Docker Desktop CredentialHelper Directory Traversal Enables Local Privilege Escalation (CVE‑2026‑XXXX)
What Happened — A newly disclosed 0‑day (CVE‑2026‑XXXX) allows a local attacker who has already escaped a Docker container to exploit an unchecked path in the credentialHelper setting, gaining elevated privileges on the host system. The flaw resides in Docker Desktop’s Hyper‑V VM and requires the attacker to already have container‑escape capability.
Why It Matters for TPRM —
- Privilege‑escalation on a developer workstation can be leveraged to compromise downstream services and supply‑chain partners.

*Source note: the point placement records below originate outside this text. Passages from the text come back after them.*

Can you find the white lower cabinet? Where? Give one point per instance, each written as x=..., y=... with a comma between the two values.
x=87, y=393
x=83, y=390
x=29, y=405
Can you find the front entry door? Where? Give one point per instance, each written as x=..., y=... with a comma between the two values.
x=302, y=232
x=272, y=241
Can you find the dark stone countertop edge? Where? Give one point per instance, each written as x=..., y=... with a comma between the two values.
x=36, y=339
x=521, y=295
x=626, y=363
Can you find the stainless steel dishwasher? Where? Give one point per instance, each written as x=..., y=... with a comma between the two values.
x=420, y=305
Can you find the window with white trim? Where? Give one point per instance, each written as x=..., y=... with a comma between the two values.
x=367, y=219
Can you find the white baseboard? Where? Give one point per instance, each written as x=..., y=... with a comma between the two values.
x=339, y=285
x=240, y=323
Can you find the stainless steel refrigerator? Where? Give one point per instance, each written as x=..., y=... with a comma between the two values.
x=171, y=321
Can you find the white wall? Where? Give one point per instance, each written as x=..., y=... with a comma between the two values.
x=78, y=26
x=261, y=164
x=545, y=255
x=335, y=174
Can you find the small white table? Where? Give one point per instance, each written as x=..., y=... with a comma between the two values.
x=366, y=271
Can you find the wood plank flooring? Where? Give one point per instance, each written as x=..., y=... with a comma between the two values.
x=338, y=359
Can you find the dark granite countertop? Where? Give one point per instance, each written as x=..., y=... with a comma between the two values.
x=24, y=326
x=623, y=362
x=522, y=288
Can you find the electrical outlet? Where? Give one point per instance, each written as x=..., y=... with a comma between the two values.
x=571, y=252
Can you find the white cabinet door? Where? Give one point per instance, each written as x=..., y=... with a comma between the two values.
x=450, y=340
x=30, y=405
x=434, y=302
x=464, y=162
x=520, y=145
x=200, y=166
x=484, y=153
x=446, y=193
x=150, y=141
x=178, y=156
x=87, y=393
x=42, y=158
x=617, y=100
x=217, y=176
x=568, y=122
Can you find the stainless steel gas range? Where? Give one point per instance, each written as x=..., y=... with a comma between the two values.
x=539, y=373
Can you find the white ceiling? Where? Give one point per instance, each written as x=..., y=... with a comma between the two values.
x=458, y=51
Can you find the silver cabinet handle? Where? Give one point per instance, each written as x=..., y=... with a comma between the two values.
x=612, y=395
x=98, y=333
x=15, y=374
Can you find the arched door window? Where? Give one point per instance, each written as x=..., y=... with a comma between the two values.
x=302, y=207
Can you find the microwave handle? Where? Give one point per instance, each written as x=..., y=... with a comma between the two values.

- Docker Desktop is widely adopted across SaaS, development, and CI/CD pipelines, expanding the attack surface of many third‑party relationships.
Who Is Affected — Technology SaaS firms, cloud‑hosted development environments, and any organization that permits Docker Desktop on employee machines.
Recommended Actions — Review Docker Desktop usage across your vendor ecosystem, enforce strict container isolation policies, and monitor for the vendor’s patch release. Until a fix is available, consider disabling credentialHelper or restricting Docker Desktop installation to hardened endpoints.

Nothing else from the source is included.